To compare the incomparable: json in PostgreSQL vs Mysql vs Mongodb

As such, there's really no “standard” benchmark that will inform you about the best technology to use for your application. Only your requirements, your data, and your infrastructure can tell you what you need to know.

First, a little philosophy. NoSql surrounds and there's no escape (though not very desirable). Leave the questions about root causes beyond the scope of this text, we note only that this trend is not only reflected in the emergence of new NoSql databases, and the development of the old. Another facet of blending of opposites, namely support for storing schema-less data in traditional relational databases. In this gray area at the junction of the relational model of data storage and all the rest lies a dizzying number of possibilities. But, as always, you need to be able to find a balance that is right for your data. It can be difficult, primarily due to the fact that I have little to compare comparable things, for example, the performance of NoSql solutions with the traditional database. In this small note will be offered such an attempt and compares the performance with jsonb in PostgreSQL in Mysql with json and bson in Mongodb.

the

What the hell is going on?

Brief news from the field:
the

PostgreSQL 9.4 the new jsonb data type for which support is slightly enhanced in the upcoming PostgreSQL 9.5
Mysql 5.7.7 — a new type of json data

a number of other examples, which will tell you next time.
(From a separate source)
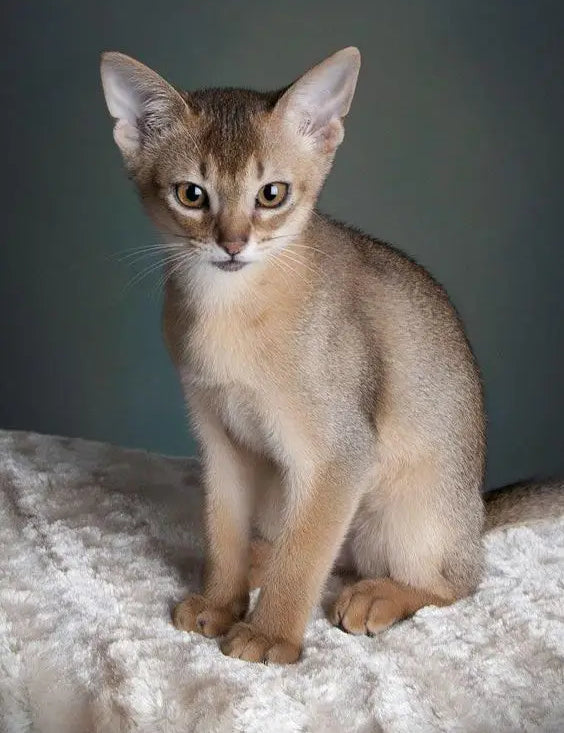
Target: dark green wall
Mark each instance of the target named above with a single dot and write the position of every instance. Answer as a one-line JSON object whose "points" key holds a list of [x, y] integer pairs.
{"points": [[454, 151]]}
It is remarkable that these data types assume not text, and binary storage of json, which makes working with it much faster. Basic functionality everywhere identical, because it is an obvious requirement to create, select, update, delete. The oldest, almost a cave, man's desire in this situation is to hold a series benchmark's. PostgreSQL & Mysql is selected, because the implementation of the support for json is very similar in both cases (plus they are in the same weight category), but Mongodb NoSql as a veteran of the world. Work, conducted by EnterpriseDB, a little bit in this plan is outdated, but it can take, as a first step to the road of a thousand miles. At the moment, the purpose of this road is not to show who is faster/slower in vitro, and to try to give a neutral assessment and to obtain feedback.

the

Original data and some details

pg_nosql_benchmark from EnterpriseDB assumes a rather obvious way, first is generated a predetermined amount of data of different types with minor fluctuations, which is then recorded in the study database and it happen sample.
Functionality for working with Mysql in it, so it needed to implement the same for PostgreSQL. At this stage there's only one subtlety when we think about indexes — the fact that Mysql is not implemented
indexing json directly, so you have to create a virtual column and index them. In addition, I was confused by the fact that mongodb is part of the generated data size exceeds 4096 bytes, and fits in the mongo shell buffer, i.e., simply discarded. As the hack turned out to satisfy insert's of the js file (which still has to split by chunks a few s since one cannot be more than 2GB). In addition, to avoid the overhead associated with the start of the shell, authentication, etc., is made a corresponding number of "no-op" query, which is then eliminated (although they, in fact, quite small).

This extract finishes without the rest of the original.